In the last video, we talked about how the combination of the array factor and the element pattern creates the array pattern. And often, we're trying to create a more directional beam with an array. Now, in this video, I want to talk about how we actually have more control over the shape of the beam than just adding additional elements or adjusting the position and orientation of those elements.
We can also adjust the gain of the signal to each element and apply phase unevenly to each element. And that gives us a lot more flexibility in beamforming. Plus, with the advances in fast analog-to-digital converters we can have full digital control over each individual element, which opens up the possibility of adaptive beamforming, which is pretty cool.
I'm Brian, and welcome to a Matlab Tech Talk. Before we get into beamforming, I first want to talk about why we might need more control over how we form the beam than what we just covered in the last video. I mean, we know we can form a really sharp beam with an array.
In general, the more elements in the array, the sharper the main lobe of the beam. And then, through phase shifting, the beam can be steered. However, forming the sharpest beam and then pointing it at the desired signal isn't the only thing we care about.
We care about the quality of the signal, and specifically how much signal we get compared to noise and interference. And the world is full of noise and interference. For example, interference can come from the signal itself reflecting off other surfaces and arriving at the array through multiple different paths.
Or interference can come from a secondary source. For example, in cellular applications, when trying to communicate with a single phone, interference can come from other nearby cell phones, or even other devices that operate in nearby bands. Or, with an array of microphones that are used to pick up sounds in one direction, interference can come from just other noises in the vicinity.
Now, regardless of the source, potentially we have signal in some direction that we want to maximize and interference in others that we want to minimize. And ideally, we would just point that sharp beam at the signal, and then, hopefully, the array gain in the direction of the interference would be low enough that the signal-to-noise plus interference ratio at the receiver is sufficient. Of course, this might not be the case because, remember, we have these side lobes.
Now, they have less gain than the main lobe, but a loud interference signal from that direction will still impact the received signal. So one thing that is often done is to try to reduce the side lobes. And this is where additional beamforming in the form of gain tapering can come into play.

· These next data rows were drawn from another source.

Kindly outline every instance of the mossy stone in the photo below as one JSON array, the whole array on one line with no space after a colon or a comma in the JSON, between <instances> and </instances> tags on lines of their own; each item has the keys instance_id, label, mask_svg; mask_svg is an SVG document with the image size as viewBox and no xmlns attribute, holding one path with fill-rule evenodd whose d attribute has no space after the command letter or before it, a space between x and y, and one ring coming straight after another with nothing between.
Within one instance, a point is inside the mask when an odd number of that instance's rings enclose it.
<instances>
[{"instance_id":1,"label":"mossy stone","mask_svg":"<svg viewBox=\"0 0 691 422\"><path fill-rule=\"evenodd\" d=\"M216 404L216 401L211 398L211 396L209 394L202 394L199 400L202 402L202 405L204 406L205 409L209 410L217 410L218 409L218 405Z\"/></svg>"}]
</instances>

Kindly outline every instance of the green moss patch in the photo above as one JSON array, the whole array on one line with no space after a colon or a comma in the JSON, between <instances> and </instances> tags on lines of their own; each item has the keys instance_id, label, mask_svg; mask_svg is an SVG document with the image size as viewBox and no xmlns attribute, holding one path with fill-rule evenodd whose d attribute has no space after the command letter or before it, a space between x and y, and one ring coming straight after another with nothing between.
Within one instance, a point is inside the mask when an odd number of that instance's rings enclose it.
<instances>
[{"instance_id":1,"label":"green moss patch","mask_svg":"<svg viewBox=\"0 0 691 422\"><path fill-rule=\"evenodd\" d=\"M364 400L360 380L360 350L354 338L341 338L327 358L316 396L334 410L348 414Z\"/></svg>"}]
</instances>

So let's talk about why that is the case. OK, so we know that this is the pattern for an eight-element isotropic linear array. And for this pattern, we are sending the exact same signal to each isotropic element.
And that means that each signal has the same power, which I've indicated here with these sliders. You can think of these as like volume sliders, where moving them up increases the volume or the gain, and then moving them down decreases the gain. So watch what happens when I lower the gain to just the two outside elements.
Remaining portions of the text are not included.